Unsurprisingly, the most common misstep for tax and accounting professionals is the occasional botched data entry. More than a quarter of survey respondents have seen false numbers plugged in to their enterprise systems, a seemingly minor problem that can result in egregious mix-ups on tax filings, financial statements and business planning.
1. Failing to attract or retain top tax staff
In any department, success typically correlates with the quality of the people in them. Unfortunately, nearly one in five tax and accounting professionals report that their team struggles to find and keep talented employees. Given the deep subject matter expertise and quantitative chops required to fill these positions, companies that contend with high turnover or under-trained staff expose themselves to increased oversight and accounting misjudgments.
2. Saving files with financial information to personal devices
BYOD policies and employees who work from anywhere on their personal mobile devices might be a boon for productivity, but they’re a menace to data security. For companies today, it’s not even a matter of if a data breach will occur -- it's when. Enacting stricter file-sharing policies or investing in more secure collaboration systems is critical to protecting sensitive tax and accounting documents.
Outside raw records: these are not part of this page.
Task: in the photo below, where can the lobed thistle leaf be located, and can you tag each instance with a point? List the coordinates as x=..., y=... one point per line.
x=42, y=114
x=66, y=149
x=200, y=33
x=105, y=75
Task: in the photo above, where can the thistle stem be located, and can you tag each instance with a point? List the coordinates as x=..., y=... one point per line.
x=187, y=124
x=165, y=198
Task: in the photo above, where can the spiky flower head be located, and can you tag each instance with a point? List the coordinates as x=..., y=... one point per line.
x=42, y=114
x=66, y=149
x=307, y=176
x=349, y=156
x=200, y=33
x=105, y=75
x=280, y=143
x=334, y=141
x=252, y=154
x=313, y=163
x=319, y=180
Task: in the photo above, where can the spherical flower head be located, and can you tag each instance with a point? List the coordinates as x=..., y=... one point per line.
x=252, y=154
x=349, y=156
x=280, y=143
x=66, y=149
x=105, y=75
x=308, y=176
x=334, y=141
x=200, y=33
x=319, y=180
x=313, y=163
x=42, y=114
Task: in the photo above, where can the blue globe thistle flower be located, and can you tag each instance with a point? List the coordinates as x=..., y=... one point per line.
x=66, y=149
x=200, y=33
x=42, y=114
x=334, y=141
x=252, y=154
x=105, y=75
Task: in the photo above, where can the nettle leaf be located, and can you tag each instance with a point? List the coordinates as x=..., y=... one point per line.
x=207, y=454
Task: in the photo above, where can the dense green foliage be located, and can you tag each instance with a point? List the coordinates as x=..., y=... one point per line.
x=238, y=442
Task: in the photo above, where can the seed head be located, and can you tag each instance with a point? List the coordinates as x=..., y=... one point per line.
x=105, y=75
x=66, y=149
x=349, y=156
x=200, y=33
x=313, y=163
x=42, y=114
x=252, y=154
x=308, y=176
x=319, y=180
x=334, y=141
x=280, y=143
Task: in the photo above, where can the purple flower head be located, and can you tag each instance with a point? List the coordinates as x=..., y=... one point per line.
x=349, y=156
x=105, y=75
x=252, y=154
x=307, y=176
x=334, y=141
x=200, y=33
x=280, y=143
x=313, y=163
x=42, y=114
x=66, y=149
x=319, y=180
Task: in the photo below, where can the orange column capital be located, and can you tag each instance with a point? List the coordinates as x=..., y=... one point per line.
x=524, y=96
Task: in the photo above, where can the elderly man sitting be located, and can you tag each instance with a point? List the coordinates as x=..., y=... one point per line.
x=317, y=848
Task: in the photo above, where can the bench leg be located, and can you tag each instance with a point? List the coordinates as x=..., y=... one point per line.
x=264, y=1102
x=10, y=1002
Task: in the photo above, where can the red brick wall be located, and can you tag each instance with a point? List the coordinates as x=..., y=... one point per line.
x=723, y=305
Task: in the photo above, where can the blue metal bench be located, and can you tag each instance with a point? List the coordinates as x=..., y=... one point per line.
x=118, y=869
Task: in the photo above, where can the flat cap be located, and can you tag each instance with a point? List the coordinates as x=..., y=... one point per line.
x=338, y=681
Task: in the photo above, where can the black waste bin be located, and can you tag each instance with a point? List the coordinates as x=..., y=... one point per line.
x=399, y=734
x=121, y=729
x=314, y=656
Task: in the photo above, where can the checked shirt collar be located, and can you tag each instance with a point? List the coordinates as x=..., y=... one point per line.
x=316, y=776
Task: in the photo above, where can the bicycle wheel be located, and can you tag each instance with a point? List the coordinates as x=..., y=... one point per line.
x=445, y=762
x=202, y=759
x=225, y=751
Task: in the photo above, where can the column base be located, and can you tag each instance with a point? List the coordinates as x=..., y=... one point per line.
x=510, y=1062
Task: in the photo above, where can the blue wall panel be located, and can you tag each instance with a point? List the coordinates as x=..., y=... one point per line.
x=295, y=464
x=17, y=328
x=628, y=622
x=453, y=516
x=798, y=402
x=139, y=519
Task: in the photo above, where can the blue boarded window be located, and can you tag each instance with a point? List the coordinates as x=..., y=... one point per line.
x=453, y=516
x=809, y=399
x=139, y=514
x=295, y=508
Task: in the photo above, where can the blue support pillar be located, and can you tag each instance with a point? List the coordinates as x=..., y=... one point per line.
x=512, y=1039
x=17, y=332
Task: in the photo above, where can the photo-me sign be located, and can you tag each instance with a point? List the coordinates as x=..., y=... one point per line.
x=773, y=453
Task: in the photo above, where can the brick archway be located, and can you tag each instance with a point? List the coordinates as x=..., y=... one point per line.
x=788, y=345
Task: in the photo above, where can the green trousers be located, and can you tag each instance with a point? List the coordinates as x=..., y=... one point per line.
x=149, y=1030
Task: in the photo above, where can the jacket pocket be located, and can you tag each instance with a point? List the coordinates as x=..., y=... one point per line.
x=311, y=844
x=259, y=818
3. Deleting custom Excel formulas
Using Excel spreadsheets for important tax and accounting calculations is problematic enough. When colleagues regularly share and resave the same worksheets, the chance of accidentally erasing intricate formulas spikes. If whoever created the original formula is no longer with the company -- or kept no record of it -- tax and accounting departments can burn hours trying to reconcile vital information.
4. Overriding tax system data with external figures
Even companies that wisely invest in enterprise tax and accounting programs grapple with employees' working outside these systems. Relying on figures estimated outside of a central system leaves no paper trail for internal or external auditors to review and distorts any analysis performed for future tax years.
5. Working on unsecured Wi-Fi networks
Employees and executives at growing businesses aren’t usually office dwellers. Cranking through to-do lists from coffee shops, coworking spaces or airport terminals may be efficient, but connecting to their public Wi-Fi networks exposes confidential tax and accounting information to malicious intruders. Stronger remote access policies and staff cybersecurity education, along with virtual private network (VPN) access, can help staff work flexibly and safely.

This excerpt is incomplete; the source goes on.